The Intermountain Region has the greatest proportion of large concession contracts in the NPS. Over the past year, the Region has been recruiting and hiring managers with MBAs from top business schools or from recognized consulting firms to work in their business management division. In addition, the Region has been conducting on the job training with these managers to provide them with the tools they need to be effective in the field. Today, IMRO managers are taking on a more significant role in the contracting process for “big 50” contracts. With their strong business backgrounds, these professionals can handle overall project management, as well as much of the drafting of the prospectus documents.
The NPS is more than half-way through the contracting workload that they commenced in 2000. Much is left to be accomplished. However, with the introduction of new NPS business professionals, and the knowledge that has been gained by the NPS, the next few years should be very productive.
Another area where PwC has worked closely with the NPS is in business process improvement of concessions. With a new law and new regulations, the NPS engaged PwC to help enhance some of the procedures used to oversee the concessions contracts. In the private sector, we call this Asset Management. Mr. Chairman, the law that you passed in 1998 contemplated this need for enhanced oversight.

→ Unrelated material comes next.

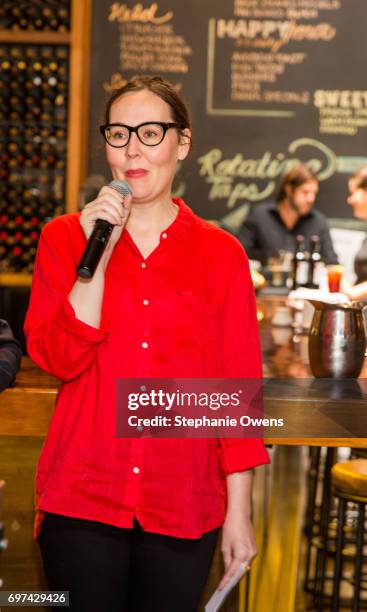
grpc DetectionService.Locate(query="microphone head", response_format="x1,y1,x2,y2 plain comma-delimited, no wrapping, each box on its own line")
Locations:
109,179,132,197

Once a new contract has been executed, much has to be done to provide quality control and compliance. Contract oversight activities include financial and operational reviews, environmental compliance, maintenance oversight and other compliance activities. One of the most significant activities is in the areas of Concessioner evaluation and rate approval. In 2003, the NPS engaged PwC to overhaul the concessions’ standards, evaluation and rate approval system, also known as SERA.

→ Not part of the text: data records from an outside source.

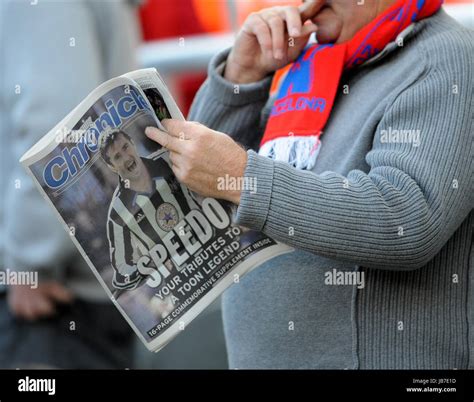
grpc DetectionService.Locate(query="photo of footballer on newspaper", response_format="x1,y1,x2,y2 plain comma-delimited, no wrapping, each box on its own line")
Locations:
99,128,200,292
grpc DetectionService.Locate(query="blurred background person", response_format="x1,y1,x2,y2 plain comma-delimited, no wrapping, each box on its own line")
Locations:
0,0,141,369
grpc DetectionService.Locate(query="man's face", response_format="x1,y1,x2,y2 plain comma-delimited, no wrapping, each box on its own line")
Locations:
106,134,142,181
309,0,396,44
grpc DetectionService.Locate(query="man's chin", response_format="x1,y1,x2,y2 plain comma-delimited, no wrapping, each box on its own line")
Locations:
129,170,141,180
315,33,336,44
314,24,344,44
121,171,141,183
312,9,343,44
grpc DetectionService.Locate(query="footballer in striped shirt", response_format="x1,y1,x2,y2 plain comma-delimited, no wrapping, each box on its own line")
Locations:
99,129,199,291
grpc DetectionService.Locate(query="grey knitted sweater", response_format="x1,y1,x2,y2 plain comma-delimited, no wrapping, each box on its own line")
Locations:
189,9,473,369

Much of the work on SERA involves attempting to instill private sector operating and facility standards to concessioner operated assets throughout the NPS. In fact, when PwC first started work on SERA, we tried to overlay industry standards and best practices to the large concession contracts. We found that this did not work. Park Service assets have unique characteristics which are not generally found in the private sector. For instance, many NPS locations are historic and require special consideration. Working closely with the NPS, PwC and others tailored best practices from the hospitality and travel industry for all asset types. The end result was a set of standards which can be used for objective evaluation and rate setting.
Perhaps the most important benefit of this contract oversight reengineering has been the close collaboration between the NPS, the concessioners and industry experts. Over the past two years, the NPS has formed a close-knit group of experts within and outside the Service whom can effectively address all necessary business and financial changes. The feedback from all involved has been very positive.
Over the past five years, the NPS concessions program has undergone dramatic change. This has been due in part to our efforts. But, the real change has come from within the NPS. Today’s NPS managers have a much better grasp of current business and financial best practices, and how this applies to their jobs. Perhaps most importantly, NPS managers now understand what needs to be completed within the Service and when they need to engage outside advisors.
Mr. Chairman, thank you once again for the opportunity to testify. I would be pleased to answer any questions that you or the Committee members may have.